How often we forget that base64 is a thing, but also, the Maya and Aztec used base 20, the Babylonians used base 60, and there is an example of a tribe in Papua New Guinea that uses base 27.
In binary data encoding schemes like base32, base64, or ASCII85, the character representing zero is A, not 0. The character 0 actually maps to a place value of 52.
Sometimes digits are separated by colons instead. Base 256 (a sequence of bytes) is often expressed with groups of two hexadecimal digits, like in RSA fingerprints (10:e4:7c:92:fd:65:ed:d5:3e:54:65:b8:c7:a7:38:2e). Numbers in arbitrary bases above 36 tend to be written as colon-separated decimal numbers (e.g. 112:48:108:121:110:111:109:49:64:108:115:46:83:69 in base 200).
For example, the Eastern Arabic numberals (٠١٢٣٤٥٦٧٨٩) and Thai numerals (๐๑๒๓๔๕๖๗๘๙), among many more, including the Mayan and Babylonian numerals in different bases.

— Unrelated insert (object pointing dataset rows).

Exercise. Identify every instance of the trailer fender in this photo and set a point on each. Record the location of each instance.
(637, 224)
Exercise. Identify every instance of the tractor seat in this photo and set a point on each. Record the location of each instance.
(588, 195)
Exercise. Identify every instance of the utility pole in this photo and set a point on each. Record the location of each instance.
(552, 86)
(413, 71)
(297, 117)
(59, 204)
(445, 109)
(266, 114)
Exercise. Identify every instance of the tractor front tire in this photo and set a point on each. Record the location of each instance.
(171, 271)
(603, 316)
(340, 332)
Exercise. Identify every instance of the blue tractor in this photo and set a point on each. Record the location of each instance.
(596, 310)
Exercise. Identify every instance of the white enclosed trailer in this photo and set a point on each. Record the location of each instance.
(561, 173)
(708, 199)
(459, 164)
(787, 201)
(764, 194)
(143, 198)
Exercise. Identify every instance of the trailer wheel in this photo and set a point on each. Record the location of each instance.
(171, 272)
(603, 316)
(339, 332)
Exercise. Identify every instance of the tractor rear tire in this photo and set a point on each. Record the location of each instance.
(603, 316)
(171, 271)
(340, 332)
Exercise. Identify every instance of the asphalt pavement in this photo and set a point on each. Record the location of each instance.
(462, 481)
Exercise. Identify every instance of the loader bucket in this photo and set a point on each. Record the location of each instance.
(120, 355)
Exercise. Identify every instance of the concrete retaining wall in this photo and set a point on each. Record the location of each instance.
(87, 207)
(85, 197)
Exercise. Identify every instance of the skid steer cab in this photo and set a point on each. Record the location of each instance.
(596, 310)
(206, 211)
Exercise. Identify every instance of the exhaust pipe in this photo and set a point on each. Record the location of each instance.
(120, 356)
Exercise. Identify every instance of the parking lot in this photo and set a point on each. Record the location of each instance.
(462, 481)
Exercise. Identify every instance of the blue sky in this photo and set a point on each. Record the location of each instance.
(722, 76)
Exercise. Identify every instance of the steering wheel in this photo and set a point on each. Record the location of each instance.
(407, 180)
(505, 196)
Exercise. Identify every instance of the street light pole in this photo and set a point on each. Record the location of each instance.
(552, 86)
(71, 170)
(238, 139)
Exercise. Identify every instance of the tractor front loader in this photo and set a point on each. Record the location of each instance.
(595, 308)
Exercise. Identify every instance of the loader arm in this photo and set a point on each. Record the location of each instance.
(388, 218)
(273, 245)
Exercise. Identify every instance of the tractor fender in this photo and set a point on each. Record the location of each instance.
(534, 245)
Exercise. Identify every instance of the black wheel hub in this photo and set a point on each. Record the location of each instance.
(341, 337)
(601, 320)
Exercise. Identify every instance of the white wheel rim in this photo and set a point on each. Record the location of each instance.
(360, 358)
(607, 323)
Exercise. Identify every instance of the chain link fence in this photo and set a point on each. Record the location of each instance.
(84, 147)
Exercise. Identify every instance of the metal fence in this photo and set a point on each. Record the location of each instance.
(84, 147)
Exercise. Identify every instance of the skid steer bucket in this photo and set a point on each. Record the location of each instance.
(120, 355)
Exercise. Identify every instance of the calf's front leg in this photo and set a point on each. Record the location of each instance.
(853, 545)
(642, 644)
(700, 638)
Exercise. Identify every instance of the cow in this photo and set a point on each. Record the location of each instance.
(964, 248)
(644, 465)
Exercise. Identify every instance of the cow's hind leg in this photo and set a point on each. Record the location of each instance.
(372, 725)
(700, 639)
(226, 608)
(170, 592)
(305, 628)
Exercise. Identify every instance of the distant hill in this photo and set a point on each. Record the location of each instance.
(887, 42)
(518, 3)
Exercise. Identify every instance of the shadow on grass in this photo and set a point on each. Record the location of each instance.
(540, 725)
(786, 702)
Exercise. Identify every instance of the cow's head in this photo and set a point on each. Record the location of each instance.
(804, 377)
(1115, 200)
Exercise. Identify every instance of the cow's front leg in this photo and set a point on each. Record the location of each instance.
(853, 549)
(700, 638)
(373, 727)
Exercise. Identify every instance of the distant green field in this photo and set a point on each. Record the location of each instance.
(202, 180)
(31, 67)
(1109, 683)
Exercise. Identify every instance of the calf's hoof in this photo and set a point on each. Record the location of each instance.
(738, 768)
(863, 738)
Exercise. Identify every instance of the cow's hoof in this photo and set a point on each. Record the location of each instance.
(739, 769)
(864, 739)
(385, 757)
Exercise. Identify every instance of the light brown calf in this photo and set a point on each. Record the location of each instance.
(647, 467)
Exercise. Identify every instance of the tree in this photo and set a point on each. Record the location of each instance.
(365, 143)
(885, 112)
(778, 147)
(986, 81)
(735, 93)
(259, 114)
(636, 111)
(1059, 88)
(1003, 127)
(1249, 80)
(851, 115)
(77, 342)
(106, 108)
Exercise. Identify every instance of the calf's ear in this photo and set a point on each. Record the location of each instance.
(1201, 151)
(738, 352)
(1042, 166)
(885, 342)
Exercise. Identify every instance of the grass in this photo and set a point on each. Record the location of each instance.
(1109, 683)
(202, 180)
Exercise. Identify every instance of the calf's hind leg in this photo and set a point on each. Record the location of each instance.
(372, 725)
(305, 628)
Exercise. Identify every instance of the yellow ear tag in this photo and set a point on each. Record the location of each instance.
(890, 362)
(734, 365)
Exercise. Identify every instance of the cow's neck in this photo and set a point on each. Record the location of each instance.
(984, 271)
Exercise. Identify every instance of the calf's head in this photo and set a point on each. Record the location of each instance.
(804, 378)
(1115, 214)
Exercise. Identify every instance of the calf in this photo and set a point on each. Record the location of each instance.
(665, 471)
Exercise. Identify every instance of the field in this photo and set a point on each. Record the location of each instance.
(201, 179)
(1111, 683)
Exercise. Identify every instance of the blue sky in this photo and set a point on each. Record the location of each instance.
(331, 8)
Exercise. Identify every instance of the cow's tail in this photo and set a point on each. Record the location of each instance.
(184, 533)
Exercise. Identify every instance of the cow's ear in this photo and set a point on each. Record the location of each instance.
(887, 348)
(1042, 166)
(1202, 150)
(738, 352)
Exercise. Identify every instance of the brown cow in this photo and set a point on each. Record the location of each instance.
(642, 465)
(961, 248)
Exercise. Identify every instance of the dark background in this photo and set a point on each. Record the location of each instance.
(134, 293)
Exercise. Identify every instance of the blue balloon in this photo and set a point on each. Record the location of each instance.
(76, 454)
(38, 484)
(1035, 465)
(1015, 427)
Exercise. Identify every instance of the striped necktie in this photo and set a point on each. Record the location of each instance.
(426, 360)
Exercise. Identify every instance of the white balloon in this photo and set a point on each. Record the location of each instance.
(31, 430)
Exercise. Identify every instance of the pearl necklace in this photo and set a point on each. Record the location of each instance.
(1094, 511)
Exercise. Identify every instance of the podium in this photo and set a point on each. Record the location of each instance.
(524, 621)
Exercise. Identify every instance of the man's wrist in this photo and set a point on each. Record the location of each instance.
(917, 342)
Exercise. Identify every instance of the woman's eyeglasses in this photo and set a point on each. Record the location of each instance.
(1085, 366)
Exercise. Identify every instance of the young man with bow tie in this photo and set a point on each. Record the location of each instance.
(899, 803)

Not only do Roman numerals exist, but languages like Greek and Hebrew historically used a gematria to express numbers, in which certain letters stood for certain values but with no repeated symbols and way more variety in the range of values that could be taken.
For most of human history, we didn't have precise words or symbols for numbers - only words for vague quantities like "one" or "many".